Early-stage epigenetic modification during somatic cell reprogramming by Parp1 and Tet2.

Somatic cells can be reprogrammed into induced pluripotent stem cells (iPSCs) by using the pluripotency factors Oct4, Sox2, Klf4 and c-Myc (together referred to as OSKM). iPSC reprogramming erases somatic epigenetic signatures­as typified by DNA methylation or histone modification at silent pluripotency loci­and establishes alternative epigenetic marks of embryonic stem cells (ESCs). Here we describe an early and essential stage of somatic cell reprogramming, preceding the induction of transcription at endogenous pluripotency loci such as Nanog and Esrrb. By day 4 after transduction with OSKM, two epigenetic modification factors necessary for iPSC generation, namely poly(ADP-ribose) polymerase-1 (Parp1) and ten-eleven translocation-2 (Tet2), are recruited to the Nanog and Esrrb loci. These epigenetic modification factors seem to have complementary roles in the establishment of early epigenetic marks during somatic cell reprogramming: Parp1 functions in the regulation of 5-methylcytosine (5mC) modification, whereas Tet2 is essential for the early generation of 5-hydroxymethylcytosine (5hmC) by the oxidation of 5mC (refs 3,4). Although 5hmC has been proposed to serve primarily as an intermediate in 5mC demethylation to cytosine in certain contexts, our data, and also studies of Tet2-mutant human tumour cells, argue in favour of a role for 5hmC as an epigenetic mark distinct from 5mC. Consistent with this, Parp1 and Tet2 are each needed for the early establishment of histone modifications that typify an activated chromatin state at pluripotency loci, whereas Parp1 induction further promotes accessibility to the Oct4 reprogramming factor. These findings suggest that Parp1 and Tet2 contribute to an epigenetic program that directs subsequent transcriptional induction at pluripotency loci during somatic cell reprogramming.

Directed conversion of Alzheimer's disease patient skin fibroblasts into functional neurons.

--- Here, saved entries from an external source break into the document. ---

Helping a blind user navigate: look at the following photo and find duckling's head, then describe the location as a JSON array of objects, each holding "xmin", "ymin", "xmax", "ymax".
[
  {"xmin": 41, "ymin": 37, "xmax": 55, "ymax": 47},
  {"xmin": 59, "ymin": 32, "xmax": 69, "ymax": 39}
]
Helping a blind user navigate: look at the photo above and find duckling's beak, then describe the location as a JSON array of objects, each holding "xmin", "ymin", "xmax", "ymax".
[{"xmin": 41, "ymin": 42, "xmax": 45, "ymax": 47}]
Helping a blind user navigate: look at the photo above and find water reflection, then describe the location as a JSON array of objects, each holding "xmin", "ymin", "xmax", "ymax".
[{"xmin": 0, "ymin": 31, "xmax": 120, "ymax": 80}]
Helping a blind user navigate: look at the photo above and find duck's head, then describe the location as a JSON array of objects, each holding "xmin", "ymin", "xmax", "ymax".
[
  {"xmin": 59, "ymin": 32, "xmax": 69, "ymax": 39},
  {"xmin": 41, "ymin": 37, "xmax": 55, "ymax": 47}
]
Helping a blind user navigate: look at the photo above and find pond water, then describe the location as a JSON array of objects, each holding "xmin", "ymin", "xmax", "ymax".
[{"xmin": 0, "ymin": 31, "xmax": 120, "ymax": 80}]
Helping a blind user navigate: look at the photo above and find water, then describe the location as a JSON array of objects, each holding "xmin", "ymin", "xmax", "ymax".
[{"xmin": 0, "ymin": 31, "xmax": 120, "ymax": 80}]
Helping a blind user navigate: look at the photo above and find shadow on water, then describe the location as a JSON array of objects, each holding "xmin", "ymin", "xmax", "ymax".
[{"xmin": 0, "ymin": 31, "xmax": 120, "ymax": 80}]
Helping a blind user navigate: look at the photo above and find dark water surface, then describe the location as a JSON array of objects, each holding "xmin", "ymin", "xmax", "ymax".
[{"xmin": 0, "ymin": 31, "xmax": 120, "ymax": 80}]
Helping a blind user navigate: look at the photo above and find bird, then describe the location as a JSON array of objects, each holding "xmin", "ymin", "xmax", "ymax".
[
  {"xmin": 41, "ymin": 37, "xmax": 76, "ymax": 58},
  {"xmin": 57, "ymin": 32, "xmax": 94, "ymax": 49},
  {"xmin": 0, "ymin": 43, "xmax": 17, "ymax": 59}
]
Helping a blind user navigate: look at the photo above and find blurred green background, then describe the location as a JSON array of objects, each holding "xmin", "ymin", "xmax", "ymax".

Directed conversion of mature human cells, as from fibroblasts to neurons, is of potential clinical utility for neurological disease modeling as well as cell therapeutics. Here, we describe the efficient generation of human-induced neuronal (hiN) cells from adult skin fibroblasts of unaffected individuals and Alzheimer's patients, using virally transduced transcription regulators and extrinsic support factors. hiN cells from unaffected individuals display morphological, electrophysiological, and gene expression profiles that typify glutamatergic forebrain neurons and are competent to integrate functionally into the rodent CNS. hiN cells from familial Alzheimer disease (FAD) patients with presenilin-1 or -2 mutations exhibit altered processing and localization of amyloid precursor protein (APP) and increased production of Aß, relative to the source patient fibroblasts or hiN cells from unaffected individuals. Together, our findings demonstrate directed conversion of human fibroblasts to a neuronal phenotype and reveal cell type-selective pathology in hiN cells derived from FAD patients.